Matthew Dear: Beams
“Fighting is Futile” promises and implores the listener to “take a trip on something else.” As with Matthew Dear’s previously releases, Beams is bright, but perversely bleak. “Fighting is Futile” (a title that already signals the resigned realistic optimism nee pessimism, which pervades the entire album), has a repetitive plea to listen with an ear for difference in Dear’s deep gravelly voice that fits perfectly with the depressed but resigned feel, while the musical elements are shining and light-hearted.
While the album continues themes from Dear’s previous work (specifically Asa Breed and Black City, the two albums immediately preceding this one), it doesn’t feel quite as original. Songs like “Headcage” are dark dance-inducing tracks that work on Dear’s vocals and layered beats. There’s obviously a higher standard with artists who have produced so strongly in the past, so “Headcage,” which avoids sounding to much like kitsch 90’s scifi movie score, still doesn’t hit the emotional high that Dear’s songs have in the past. His vocals are awkward in how subdued they start, and when he starts to open up, the beat has died in its intensity through its repetition.

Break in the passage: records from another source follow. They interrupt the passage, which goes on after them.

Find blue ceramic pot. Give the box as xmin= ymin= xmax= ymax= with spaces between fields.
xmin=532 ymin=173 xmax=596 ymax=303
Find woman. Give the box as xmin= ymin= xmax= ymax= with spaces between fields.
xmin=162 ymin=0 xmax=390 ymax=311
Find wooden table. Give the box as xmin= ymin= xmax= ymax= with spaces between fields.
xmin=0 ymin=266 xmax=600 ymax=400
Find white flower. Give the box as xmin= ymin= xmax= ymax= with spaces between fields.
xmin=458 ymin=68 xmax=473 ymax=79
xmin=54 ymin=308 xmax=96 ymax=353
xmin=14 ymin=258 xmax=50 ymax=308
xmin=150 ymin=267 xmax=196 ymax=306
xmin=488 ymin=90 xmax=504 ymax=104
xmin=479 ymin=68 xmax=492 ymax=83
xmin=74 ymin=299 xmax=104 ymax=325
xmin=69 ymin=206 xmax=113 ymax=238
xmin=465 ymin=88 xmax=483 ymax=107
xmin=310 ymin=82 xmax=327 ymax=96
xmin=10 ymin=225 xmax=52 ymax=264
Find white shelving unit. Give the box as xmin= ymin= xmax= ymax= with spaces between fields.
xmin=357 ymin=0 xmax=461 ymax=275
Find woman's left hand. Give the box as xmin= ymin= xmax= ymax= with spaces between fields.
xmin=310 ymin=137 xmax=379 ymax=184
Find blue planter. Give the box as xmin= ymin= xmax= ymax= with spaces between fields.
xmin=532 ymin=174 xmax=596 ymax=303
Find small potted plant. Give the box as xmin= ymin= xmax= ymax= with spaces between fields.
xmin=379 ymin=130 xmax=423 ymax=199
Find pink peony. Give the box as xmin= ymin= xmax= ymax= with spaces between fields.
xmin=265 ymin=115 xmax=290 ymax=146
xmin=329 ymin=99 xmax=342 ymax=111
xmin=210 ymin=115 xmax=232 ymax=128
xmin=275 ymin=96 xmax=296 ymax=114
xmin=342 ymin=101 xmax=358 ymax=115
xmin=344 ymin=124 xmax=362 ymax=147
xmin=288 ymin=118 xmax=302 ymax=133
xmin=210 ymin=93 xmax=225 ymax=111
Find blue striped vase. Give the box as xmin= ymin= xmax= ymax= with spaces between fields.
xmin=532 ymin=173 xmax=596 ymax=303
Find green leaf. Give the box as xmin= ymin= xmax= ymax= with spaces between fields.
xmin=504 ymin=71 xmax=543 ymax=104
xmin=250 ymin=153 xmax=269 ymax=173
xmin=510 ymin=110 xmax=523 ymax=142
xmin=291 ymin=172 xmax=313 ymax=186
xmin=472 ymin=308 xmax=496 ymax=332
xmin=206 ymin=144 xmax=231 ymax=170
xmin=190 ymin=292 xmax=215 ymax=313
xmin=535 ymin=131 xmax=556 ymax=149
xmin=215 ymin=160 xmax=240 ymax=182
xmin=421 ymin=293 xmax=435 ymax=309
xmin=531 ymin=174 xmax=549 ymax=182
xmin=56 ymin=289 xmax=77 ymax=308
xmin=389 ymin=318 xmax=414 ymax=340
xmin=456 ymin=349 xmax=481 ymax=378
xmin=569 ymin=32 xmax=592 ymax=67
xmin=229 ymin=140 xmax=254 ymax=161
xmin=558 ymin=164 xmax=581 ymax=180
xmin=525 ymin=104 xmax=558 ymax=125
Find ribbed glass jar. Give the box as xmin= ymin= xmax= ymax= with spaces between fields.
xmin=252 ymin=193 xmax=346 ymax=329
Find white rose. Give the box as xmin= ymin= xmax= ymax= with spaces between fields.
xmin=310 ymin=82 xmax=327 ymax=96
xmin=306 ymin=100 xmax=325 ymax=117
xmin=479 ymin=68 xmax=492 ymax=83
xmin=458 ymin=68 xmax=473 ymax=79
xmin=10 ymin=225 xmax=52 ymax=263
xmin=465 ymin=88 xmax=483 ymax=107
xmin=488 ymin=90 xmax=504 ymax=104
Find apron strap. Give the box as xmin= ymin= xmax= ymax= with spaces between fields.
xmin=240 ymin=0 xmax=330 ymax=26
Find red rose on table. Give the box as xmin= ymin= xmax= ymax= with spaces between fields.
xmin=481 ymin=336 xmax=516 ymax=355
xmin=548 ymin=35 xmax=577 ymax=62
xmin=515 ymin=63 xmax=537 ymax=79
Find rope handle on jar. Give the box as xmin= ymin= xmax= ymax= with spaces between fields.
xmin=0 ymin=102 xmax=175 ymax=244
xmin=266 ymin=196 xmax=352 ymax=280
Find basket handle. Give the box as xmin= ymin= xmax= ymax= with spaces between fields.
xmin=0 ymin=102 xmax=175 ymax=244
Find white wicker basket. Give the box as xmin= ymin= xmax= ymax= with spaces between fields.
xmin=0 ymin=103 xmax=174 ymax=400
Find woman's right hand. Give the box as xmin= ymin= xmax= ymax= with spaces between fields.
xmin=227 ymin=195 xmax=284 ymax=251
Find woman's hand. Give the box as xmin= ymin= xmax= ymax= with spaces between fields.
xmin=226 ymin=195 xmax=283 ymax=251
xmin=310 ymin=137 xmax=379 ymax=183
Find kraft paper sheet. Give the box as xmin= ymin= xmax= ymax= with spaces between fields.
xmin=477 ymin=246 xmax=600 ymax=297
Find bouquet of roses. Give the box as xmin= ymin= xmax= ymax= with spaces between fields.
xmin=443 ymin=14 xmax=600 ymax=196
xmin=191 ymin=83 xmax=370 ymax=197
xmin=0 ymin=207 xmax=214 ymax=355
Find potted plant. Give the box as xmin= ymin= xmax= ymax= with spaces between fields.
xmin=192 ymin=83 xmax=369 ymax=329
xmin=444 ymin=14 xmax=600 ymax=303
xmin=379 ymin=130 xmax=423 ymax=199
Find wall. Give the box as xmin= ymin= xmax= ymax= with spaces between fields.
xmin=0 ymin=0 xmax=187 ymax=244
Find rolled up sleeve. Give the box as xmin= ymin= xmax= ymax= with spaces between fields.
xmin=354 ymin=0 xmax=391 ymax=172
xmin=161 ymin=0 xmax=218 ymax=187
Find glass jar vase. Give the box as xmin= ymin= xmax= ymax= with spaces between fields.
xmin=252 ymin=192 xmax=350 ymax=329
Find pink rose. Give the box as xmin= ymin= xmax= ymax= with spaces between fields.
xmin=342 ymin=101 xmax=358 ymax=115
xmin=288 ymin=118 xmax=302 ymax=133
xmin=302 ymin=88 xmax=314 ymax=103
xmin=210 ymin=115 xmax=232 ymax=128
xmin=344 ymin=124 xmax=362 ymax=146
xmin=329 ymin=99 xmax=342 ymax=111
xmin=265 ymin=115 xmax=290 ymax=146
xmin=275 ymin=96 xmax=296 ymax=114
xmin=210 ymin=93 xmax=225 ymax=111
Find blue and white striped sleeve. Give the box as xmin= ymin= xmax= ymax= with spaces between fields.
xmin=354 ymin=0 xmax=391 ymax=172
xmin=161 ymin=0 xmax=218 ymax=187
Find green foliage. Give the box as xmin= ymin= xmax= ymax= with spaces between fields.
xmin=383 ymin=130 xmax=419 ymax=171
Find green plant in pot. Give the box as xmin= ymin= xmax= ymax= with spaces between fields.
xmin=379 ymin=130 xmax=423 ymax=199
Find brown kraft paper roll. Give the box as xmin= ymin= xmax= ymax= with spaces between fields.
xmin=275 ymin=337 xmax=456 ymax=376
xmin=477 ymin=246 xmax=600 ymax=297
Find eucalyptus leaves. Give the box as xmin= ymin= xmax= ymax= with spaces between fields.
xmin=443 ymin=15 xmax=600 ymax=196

Beams is music striving for a particular ambience. Listening to “Overtime” for example is more dark but sexy thrilling bass thumping, guitar crying, and the occasional womp from electric feedback. (Interesting fact: Matthew Dear has only ever used one bass guitar. Ever.) It’s not the music, which is strong and electronica at its best, but the vocals that might disconnect the listener. They don’t quite gel with the vibes that are being produced. On “Do the Right Thing,” the simulated horn, steel drums, and upbeat guitar give a jungle feel, but Dear’s vocals ground it in a morbid reality. “I feel hollow as a grave/I have to dig everyday,” he sings in the slow deep bass drawl.
It’s the high standard that dooms Beams. It’s a great album, but in the midst of other stellar works in the artist’s oeuvre, it’s just not quite there. Although, I suspect, that there is a strong aging to Beams and that after more listens, what felt lazy and subdued will feel nuanced and perfectly capturing the hopeless pessimism that’s a clear theme.